Genau das ist in den vergangenen Wochen jedoch mit dem japanischen Yen passiert, der unter Carry-Tradern aufgrund des seit Jahren stabil niedrigen Zinsniveaus, welches ihn vor allem gegenüber dem Dollar abwertete, bis zuletzt sehr beliebt war. Für viele Marktteilnehmer überraschend hob die Bank of Japan nun aber vor kurzem den Leitzins von null bis 0,1 auf 0,25 Prozent an. Zudem kündigte die Notenbank an, die monatlichen Anleihekäufe reduzieren zu wollen. Im Juli wertete der Yen entsprechend deutlich, um 9,7 Prozent, gegenüber dem US-Dollar auf. Damit verloren viele Carry Trades an Attraktivität, weshalb schon in den zurückliegenden Wochen viele davon aufgelöst worden waren. Zum Wochenbeginn gipfelte dies in einer ganzen Abwicklungswelle, die mit ausschlaggebend für den Crash war. Trader mussten Aktien oder Kryptowährungen verkaufen, um die Carry Trades abwickeln zu können. Gleichzeitig hatten Investoren Carry-Trades zuletzt immer häufiger auch direkt für Investments in Tech-Aktien genutzt. Die Carry Trades vom Montag seien die größten gewesen, die die Welt je gesehen habe, schrieb Kit Juckes von der Société Générale in einem Bericht.

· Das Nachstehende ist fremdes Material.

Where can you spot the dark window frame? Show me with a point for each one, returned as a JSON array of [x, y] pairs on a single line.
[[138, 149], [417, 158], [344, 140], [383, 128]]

Nachdem sich die Carry-Trade-Problematik am Markt herumgesprochen hatte, haben wohl einige Investoren in den Crash hinein gekauft und die Kurse wieder nach oben getrieben. Schließlich waren die Kursverluste damit nicht fundamental gerechtfertigt gewesen. Vom Tisch ist die Sache damit aber noch nicht. Es ist unklar, wie viele Carry Trades derzeit noch offen sind und wie viele in den kommenden Tagen noch abgewickelt werden.  

Längerfristig dürfte aber ohnehin eher der zweite Auslöser für den Montagscrash eine Rolle spielen, die sogenannte Sahm-Regel. Diese besagt, dass die USA, bei einem Anstieg der Arbeitslosenquote binnen eines Jahres um mehr als 0,5 Prozentpunkte, in eine Rezession rutschen. Die Regel geht auf die Ökonomien Claudia Sahm zurück, die diese auf Basis historischer Muster aufgestellt hat.

Danach stünde eine Rezession nun kurz bevor. Die Arbeitslosenquote in den USA stieg im Juli auf 4,3 Prozent. Im Juli 2023 hatte sie bei 3,5 Prozent gelegen. Eine Schrumpfung der Wirtschaftsleistung war bis zuletzt in den Aktienkursen jedoch nicht eingepreist. Investoren setzten auf moderates Wachstum, inklusive sinkenden Inflationsraten und Leitzinsen. Nun ist auf einmal die Angst vor einer Rezession zurück. Die jüngste Ergebnissaison trägt da nicht gerade zur Entspannung bei. Besonders im Technologiebereich blieben viele Unternehmen hinter den Markterwartungen zurück.

Die Auflösung der Carry-Trades und die Sahm-Regel als Damoklesschwert über der US-Wirtschaft gesellen sich zu den bekannten Risiken rundum den Konflikt zwischen Israel und Iran, der bei einer Eskalation die Ölpreise steigen lassen dürfte, sowie den um faire Handelsbeziehungen zwischen China und dem Westen, der das globale Wachstum lähmt. Am Montag ist das krisengefüllte Fass, das vor allem in den USA auf hohe Aktienbewertungen trifft, kurzzeitig übergelaufen. Für Anleger ist das allemal eine Warnung, dass es in den kommenden Wochen an den Weltbörsen mindesten volatiler werden könnte, als bislang.